A similar use of silence to the previous example, with another American master at the helm. It’s interesting how the D-Day beach landing scene is regarded as such a realistic portrayal of war, despite the amount of surrealism that occurs during its most iconic segments. It can be easy to think realism means reality, but reality is subjective, and is entirely based on whose perspective you’re in.

In the case of Saving Private Ryan, you experience the skirmish as not only the main character, but also as if you’re amongst the soldiers yourself. Of course, we have the harrowing and iconic shellshock sequence, where, like in Raging Bull, the surroundings give way to a droning atmosphere. Explosions and bullet impacts are still there, but they are distant. We’re in the character's mind, stunned and completely overwhelmed at what’s happening.

We also have the incredible use of diegetic silence with the underwater sections, where the bullets sound almost delicate as they maim and kill. The camera is our POV, momentarily escaping the cacophony as it dips under the water, and desperately makes its way towards the beach. Spielberg’s use of both the real and surreal throughout the sequence is to maximum effect, which is why it still stands as the best example of warfare in cinema.

6. Akira (Katsuhiro Otomo, 1988)

The loudest example of silence in a genre-defining movie opening.

This entry feels like a culmination of all the previously mentioned techniques, and it’s all contained within the first thirty seconds of the film. One of the most iconic pages in Manga adapted into one of the most iconic openings to an animated movie.
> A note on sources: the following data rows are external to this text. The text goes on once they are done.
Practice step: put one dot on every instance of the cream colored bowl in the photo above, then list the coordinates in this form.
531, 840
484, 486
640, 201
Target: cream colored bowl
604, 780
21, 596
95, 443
Akira’s beginning shows how opposites can be used for great effect: in this case, deafening silence instead of deafening loudness. The city's soundscape begins as just wind, like that of a desert wasteland. Before it is erased by the growing void, dying away to complete silence as the frame becomes pure white.

The sequence wouldn’t be improved with a hard-hitting explosion. Just like the moment of silence before the explosion in Attack of the Clones, but more. It sums up the tragedy of what’s being depicted, while remaining respectful to its obvious parallels to the destruction of Nagasaki and Hiroshima. The loudest silence in cinema.